Fig. 3. ChemR23 in human hippocampus

(A) Immunohistochemistry of ChemR23 in AD and control shows staining in pyramidal cells (solid arrows) and glia (arrow heads), and in dentate gyrus (DG) granular cells (unfilled arrows); in AD ChemR23-labeled neurons in CA1 with strong staining are more numerous than in control; ChemR23 labeling in CA2 neurons and glial cells is stronger in AD than in control. Similarly, the staining of granular cells and glia in the DG is stronger in AD; bar = 20 µm. (B) Strongly labeled glial cells containing multiple large vesicles can be seen in AD. The glia in controls have weaker staining and fewer vesicles; bar = 8 µm. (C) Double labeling of cells with ChemR23 (red) and GFAP (blue) or HLA-DR (blue) shows localization of ChemR23 in both astrocytes and microglia; bar = 8 µm. (D) WB data show higher levels of ChemR23 in AD (n = 7) than in controls (n = 9) (Mann-Whitney U test, z = −2.593, p = 0.008; Horizontal bar indicates median; **p < 0.01).

Fig. 4. PPAR-γ and IL-10 in human hippocampus

(A) The levels of PPAR-γ are higher in AD (n = 7) than in controls (n = 9) (Mann-Whitney U test, z = −3.228, p < 0.001). (B) Levels of IL-10 are lower in AD (n = 8) than in controls (n = 9) (Mann-Whitney U test, z = −2.117, p = 0.036). Horizontal bar indicates median (A, D); *p < 0.05, **p < 0.01.

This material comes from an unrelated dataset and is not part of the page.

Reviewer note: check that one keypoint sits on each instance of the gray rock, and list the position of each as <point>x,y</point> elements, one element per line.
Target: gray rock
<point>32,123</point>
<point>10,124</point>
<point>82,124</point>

Fig. 5. 15-LOX-2 in human hippocampus

(A) Immunohistochemistry of AD and control shows glial staining (arrow) with higher intensity and higher numbers of labeled cells in AD; bar = 20 µm. (B) Close-up view of 15-LOX-2; bar = 8 µm. (C) Double labeling of cells with 15-LOX-2 (red) and GFAP (blue) or HLA-DR (blue) show localization of 15-LOX-2 in both astrocytes and microglia; bar = 8 µm. (D) Western blot data show higher levels of 15-LOX-2 in AD (n = 7) than in controls (n = 9) (Mann-Whitney U test, z = −2.382, p = 0.016; Horizontal bar indicates median; *p < 0.05).